Step 3 – Applying the First Wax Coat

Wax should be considered very carefully before you undertake this sort of project. The outcome will depend on the type of wax and the quality of wax you use. There are many different types of wax polish available, like bees wax, pigmented wax (which colors the wood as well as polishes it), clear wax (best used for finishes which have already been stained and colored) and pine wax. Choose a small starting area and apply wax to the clean, lint free cloth.
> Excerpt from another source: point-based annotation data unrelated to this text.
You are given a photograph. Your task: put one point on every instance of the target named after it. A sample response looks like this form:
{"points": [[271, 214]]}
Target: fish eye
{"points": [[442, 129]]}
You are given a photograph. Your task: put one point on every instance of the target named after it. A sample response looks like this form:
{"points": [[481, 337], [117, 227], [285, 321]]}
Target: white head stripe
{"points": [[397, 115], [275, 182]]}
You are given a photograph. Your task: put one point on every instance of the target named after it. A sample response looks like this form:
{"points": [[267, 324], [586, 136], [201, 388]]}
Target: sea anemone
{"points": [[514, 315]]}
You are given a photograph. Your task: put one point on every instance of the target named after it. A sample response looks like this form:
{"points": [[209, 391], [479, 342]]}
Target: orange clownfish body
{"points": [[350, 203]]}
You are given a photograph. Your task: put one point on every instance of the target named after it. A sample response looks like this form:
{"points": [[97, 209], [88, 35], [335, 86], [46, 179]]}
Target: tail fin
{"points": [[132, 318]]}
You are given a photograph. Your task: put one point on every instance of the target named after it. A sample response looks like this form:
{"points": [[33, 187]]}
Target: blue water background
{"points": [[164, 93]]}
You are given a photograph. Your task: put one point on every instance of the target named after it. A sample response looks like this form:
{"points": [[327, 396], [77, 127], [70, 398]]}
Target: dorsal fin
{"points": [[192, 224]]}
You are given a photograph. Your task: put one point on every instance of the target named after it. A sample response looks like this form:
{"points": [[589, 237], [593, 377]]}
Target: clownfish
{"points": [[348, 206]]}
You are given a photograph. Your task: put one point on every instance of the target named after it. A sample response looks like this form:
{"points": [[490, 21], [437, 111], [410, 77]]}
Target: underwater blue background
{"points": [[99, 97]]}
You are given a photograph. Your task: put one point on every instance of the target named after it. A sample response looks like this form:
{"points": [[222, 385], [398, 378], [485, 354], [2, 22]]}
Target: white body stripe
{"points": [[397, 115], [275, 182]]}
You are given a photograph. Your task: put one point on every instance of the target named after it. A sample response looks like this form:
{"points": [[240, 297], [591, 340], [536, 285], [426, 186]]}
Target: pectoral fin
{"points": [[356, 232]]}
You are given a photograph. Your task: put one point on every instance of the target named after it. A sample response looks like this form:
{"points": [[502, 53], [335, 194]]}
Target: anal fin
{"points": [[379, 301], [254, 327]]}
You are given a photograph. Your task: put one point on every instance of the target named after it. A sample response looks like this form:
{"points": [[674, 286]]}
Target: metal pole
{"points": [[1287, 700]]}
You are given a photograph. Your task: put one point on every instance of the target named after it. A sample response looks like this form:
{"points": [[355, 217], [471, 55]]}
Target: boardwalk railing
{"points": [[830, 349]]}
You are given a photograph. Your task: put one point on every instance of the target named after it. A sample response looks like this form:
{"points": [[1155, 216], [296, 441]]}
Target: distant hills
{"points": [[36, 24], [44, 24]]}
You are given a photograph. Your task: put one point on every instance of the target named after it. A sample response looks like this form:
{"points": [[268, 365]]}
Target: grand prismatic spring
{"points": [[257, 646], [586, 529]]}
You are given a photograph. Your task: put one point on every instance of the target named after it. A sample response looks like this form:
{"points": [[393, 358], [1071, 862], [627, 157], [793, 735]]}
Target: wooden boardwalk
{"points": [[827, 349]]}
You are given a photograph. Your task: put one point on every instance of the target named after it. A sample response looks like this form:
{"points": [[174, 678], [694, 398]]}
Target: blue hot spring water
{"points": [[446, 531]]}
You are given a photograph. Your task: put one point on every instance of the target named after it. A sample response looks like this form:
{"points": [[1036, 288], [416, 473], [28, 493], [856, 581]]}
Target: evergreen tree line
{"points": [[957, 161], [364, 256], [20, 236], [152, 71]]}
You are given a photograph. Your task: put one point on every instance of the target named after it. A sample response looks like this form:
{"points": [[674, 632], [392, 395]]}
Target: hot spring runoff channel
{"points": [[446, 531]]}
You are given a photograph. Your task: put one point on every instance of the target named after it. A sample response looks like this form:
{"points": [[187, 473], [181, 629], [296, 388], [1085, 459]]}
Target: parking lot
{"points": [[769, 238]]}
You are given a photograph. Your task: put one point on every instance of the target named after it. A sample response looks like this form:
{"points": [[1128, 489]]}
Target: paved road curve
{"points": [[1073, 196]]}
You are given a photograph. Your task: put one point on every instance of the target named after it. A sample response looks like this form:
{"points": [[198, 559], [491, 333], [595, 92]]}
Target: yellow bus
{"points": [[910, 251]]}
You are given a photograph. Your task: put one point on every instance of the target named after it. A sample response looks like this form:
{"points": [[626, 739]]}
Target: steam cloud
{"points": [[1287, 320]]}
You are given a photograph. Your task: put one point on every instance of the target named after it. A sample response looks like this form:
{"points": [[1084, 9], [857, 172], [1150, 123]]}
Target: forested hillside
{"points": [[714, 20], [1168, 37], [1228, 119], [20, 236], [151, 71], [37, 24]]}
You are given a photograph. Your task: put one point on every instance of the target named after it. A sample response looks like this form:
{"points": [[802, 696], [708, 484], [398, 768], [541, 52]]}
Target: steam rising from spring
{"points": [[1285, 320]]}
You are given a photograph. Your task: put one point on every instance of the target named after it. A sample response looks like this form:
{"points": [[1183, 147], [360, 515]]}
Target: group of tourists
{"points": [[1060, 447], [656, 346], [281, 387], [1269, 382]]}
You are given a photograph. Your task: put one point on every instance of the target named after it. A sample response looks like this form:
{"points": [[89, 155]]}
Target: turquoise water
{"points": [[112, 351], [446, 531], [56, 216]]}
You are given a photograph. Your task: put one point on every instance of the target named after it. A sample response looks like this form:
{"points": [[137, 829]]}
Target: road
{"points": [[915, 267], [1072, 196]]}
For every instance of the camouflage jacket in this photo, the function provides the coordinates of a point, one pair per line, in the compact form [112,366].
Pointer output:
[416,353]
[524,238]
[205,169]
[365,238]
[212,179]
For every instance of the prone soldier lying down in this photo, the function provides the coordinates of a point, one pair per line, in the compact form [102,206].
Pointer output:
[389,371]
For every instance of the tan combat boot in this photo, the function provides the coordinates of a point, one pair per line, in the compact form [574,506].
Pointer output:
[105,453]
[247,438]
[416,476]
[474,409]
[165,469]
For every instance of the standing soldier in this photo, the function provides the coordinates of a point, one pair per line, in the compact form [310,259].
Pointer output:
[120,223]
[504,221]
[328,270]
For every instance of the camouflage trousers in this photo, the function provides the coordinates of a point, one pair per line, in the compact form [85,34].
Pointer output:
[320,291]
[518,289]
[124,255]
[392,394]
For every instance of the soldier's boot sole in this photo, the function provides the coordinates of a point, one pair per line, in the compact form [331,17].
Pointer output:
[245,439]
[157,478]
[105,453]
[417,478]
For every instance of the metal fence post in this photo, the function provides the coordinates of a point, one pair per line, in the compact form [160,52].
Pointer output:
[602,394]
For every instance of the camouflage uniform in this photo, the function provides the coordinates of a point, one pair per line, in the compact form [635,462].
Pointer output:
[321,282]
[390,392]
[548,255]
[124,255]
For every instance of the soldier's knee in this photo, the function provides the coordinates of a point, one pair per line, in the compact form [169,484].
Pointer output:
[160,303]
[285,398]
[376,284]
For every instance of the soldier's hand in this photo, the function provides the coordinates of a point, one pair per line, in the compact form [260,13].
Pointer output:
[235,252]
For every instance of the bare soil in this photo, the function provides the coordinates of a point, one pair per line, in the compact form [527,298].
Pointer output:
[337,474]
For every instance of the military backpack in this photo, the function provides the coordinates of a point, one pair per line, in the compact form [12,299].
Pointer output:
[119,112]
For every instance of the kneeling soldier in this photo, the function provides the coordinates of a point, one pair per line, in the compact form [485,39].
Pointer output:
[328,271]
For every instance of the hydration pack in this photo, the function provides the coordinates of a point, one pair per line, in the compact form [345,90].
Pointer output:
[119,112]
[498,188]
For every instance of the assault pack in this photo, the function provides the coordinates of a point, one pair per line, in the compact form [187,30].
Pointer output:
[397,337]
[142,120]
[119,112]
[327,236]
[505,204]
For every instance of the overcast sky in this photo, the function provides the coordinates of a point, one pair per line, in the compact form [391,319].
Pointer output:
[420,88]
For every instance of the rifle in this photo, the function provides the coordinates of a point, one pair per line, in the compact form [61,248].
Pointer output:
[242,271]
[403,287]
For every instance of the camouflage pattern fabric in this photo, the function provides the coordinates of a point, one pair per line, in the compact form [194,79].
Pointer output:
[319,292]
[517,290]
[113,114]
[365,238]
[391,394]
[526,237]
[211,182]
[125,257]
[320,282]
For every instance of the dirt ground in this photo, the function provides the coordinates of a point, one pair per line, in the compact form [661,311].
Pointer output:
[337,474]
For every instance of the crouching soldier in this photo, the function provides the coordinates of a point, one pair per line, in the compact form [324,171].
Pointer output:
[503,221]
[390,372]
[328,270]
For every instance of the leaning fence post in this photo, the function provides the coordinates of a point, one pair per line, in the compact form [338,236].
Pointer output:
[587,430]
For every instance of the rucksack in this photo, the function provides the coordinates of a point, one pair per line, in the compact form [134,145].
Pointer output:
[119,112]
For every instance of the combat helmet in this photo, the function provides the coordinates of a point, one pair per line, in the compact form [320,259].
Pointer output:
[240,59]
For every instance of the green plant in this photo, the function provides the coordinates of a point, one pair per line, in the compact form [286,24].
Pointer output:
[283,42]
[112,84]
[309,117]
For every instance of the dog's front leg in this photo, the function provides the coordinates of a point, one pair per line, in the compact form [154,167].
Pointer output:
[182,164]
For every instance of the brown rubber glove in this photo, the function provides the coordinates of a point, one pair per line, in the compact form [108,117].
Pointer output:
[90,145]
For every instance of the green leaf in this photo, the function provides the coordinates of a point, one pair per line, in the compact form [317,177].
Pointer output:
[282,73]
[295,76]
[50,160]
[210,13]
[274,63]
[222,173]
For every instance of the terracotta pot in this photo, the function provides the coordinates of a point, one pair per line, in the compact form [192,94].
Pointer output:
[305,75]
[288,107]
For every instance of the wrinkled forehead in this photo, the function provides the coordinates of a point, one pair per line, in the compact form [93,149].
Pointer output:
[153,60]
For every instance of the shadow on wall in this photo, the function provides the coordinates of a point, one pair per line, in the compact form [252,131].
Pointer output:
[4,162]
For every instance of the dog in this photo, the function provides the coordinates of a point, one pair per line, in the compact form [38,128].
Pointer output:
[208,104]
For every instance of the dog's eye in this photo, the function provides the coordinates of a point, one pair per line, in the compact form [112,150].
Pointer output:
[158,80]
Be liberal with the wax and begin rubbing in small circles creating a penetrating massage into the wood grain. Move the wax around to create new circle after new circle and reload the cloth with plenty of wax when it begins to fade out.

Step 4 – Buffing

The first coat of wax needs time to settle in and dry into the wood, so allow a few hours for that to occur. The deeper the wax goes, the better the quality of finish and protection it will offer. Buff the wax coat with dry clean buffing pads and bring it to its natural shine.

Step 5 – The Second Coat

It is not essential to have more than two coats but you may apply as many as you choose. The second coat goes on straight over the top of the first coat, without any further sanding. Apply the second coat in exactly the same way as the first coat and use plenty wax on the polishing cloth. Let it soak in and buff it to a shine.